INVESTORS who lost millions in the corporate collapses of Timbercorp and Great Southern face the final indignity: a bill for millions of dollars from the Australian Taxation Office.
Investors may be exposed to Tax Office action because many of the collapsed schemes can no longer carry out their businesses in the way that attracted the favourable tax treatment in the first place.
The potential tax blow would represent a triple whammy for investors in the failed managed investment schemes.
First, the 18,000 investors in Timbercorp who paid $1 billion and the 43,000 investors in Great Southern who paid $1.8 billion face the prospect of losing almost all their investments in the two managers, which collapsed in April and May.
Second, to enhance the tax-effective nature of the schemes, many investors borrowed heavily to invest in them, with revelations investors need to pay out $615 million in loans for Great Southern alone.
Third, the Tax Office may rule that deductions made under the schemes are void because they are no longer operating within the product ruling they gained for favourable tax treatment.
The general manager of policy and research at CPA Australia, Paul Drum, said deductibility for investors in 2007-08 schemes would be questionable because the schemes may not have fulfilled the measures outlined in the product disclosure statements.

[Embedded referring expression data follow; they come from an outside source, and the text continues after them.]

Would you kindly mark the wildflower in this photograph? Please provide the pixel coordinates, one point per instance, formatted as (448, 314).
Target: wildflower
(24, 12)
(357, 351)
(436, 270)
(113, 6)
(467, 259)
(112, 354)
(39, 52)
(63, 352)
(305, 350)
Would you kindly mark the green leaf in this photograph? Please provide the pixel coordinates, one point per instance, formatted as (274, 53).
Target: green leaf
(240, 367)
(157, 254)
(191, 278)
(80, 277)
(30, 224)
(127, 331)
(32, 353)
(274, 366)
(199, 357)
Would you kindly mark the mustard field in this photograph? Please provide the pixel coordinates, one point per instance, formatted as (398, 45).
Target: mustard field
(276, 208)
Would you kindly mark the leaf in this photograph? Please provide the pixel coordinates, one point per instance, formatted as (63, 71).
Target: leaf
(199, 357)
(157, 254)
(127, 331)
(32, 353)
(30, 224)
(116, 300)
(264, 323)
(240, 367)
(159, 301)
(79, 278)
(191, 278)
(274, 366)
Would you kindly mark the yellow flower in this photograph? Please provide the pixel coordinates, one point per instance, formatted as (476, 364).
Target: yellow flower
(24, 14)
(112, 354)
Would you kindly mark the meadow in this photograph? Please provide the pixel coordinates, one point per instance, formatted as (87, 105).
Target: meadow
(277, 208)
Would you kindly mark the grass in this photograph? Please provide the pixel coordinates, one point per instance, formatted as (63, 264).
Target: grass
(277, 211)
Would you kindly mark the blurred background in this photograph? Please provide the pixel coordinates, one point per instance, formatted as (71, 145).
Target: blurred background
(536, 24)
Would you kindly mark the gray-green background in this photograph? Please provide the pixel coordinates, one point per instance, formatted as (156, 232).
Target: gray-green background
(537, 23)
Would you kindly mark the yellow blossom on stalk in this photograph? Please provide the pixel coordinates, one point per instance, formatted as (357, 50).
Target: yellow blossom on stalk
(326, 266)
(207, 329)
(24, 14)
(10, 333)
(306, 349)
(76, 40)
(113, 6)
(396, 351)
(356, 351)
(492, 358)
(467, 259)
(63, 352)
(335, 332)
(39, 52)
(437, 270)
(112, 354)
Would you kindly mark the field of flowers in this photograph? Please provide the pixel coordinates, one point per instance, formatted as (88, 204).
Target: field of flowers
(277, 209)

The schemes only attract favourable tax treatment on the basis of what their prospectuses said the businesses would do.
The ATO says in its guidance on product rulings that investors should "take appropriate action to ensure that the scheme is carried out in accordance with the product ruling".
But in the case of a collapse, the business of growing trees necessarily departs from the prospectuses.
At Timbercorp, investors in 2007-08 were able to claim a 100 per cent deduction on their investment of $50 million into forestry schemes.
But Timbercorp's administrator, KordaMentha, has called a halt to planting the forestry schemes from 2007-08 because it regards them as insolvent, raising questions about the performance of the schemes in line with the tax product ruling.
A member of a Timbercorp investors' committee, Chris Garnaut, said: "It would be extraordinarily unfortunate if the Tax Office took a hard hand on this given the intentions of the investors."
The deputy commissioner for aggressive tax planning, Stephanie Martin, said yesterday the Tax Office was not interested in a company's solvency, or clawing back deductions from failed businesses.
But she said it would be reviewing whether failed schemes had differed materially from the prospectus used as the basis for a product ruling.